It seems to have become almost de rigueur for many of my clients both men and women who claim to be victims of parental alienation to have had some allegation made against them of a sexual or violent nature.
A common experience reported by victims of parental alienation (Alienated Parents) is that they are often barred from the former family home and prevented from having any contact with their children without ever been charged with an offence of this nature yet alone convicted.
Indeed, it appears that many Alienated Parents find themselves effectively found guilty of an alleged offence by virtue of the implicit acceptance of children’s statements particularly in family assessments conducted by family consultants appointed by the court.
These family assessments do not necessarily make determinations as to whether events have taken place or not-that is not within their terms of reference. Yet, children’s assertions made against a target parent are often accepted as being implicitly true and I have seen very little forensic questioning in family reports as to the basis of their claims, especially noting that few of these claims are ever referred to the police for investigation.
Yet time and time again allegations made against the target parents are not investigated but target parents are presumed guilty and must defend themselves at the same time as maintaining what is already becoming a tenuous relationship with their children. This type of legal abuse is a typical strategy used by Alienating Parents of both genders.
It must be a wilderness of mirrors for practitioners. The issue of false allegations is controversial. Family law has been accused in the past of ” needing training” and “privileging contact over safety”. On one hand safety of the children is a paramount consideration in Australian family law. However on the other hand it is well known that children do make false allegations and they make such allegations in a totally believable and plausible manner that is suggestive of the independent thinker phenomena (Baker. Amy.J). Indeed, are the Family Violence Best Practice Principles enough and how do practitioners, family consultants accurately discriminate between true and false reports of abuse when they are on the front line between conflicting and irreconcilably opposed accounts from each parent?
My colleague Dr. Stephen Herman has researched how authorities and practitioners respond to unsubstantiated or uncorroborated allegations of child sexual abuse and how surprisingly easy it is to make errors of procedure and reasoning that then undermine the process of assessment, ultimately risking a child being exposed to potential sex offenders or an innocent protective parent removed from a child’s life.
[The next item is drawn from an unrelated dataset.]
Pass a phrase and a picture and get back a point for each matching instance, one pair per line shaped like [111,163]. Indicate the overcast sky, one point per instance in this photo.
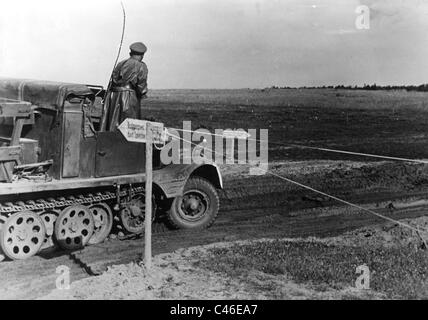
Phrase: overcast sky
[218,44]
If you are responding to these complex questions where the stakes are so high then you might be interested in a series of workshops conducted around Australia by my colleague Dr. Steven Herman through the Australian Psychological Society (APS) on “Responding to Allegations of Child Sexual Abuse: Implications of Psychological Science for Legal Professionals”
You might be surprised and shocked just how easy it is to get this complex assessment process both right and wrong. Remember, the stakes are high; a child sex offender goes free, a protective parent is falsely tainted and removed from a child’s life, a child loses a loving parent, a valid claim of sexual abuse is ignored and so on.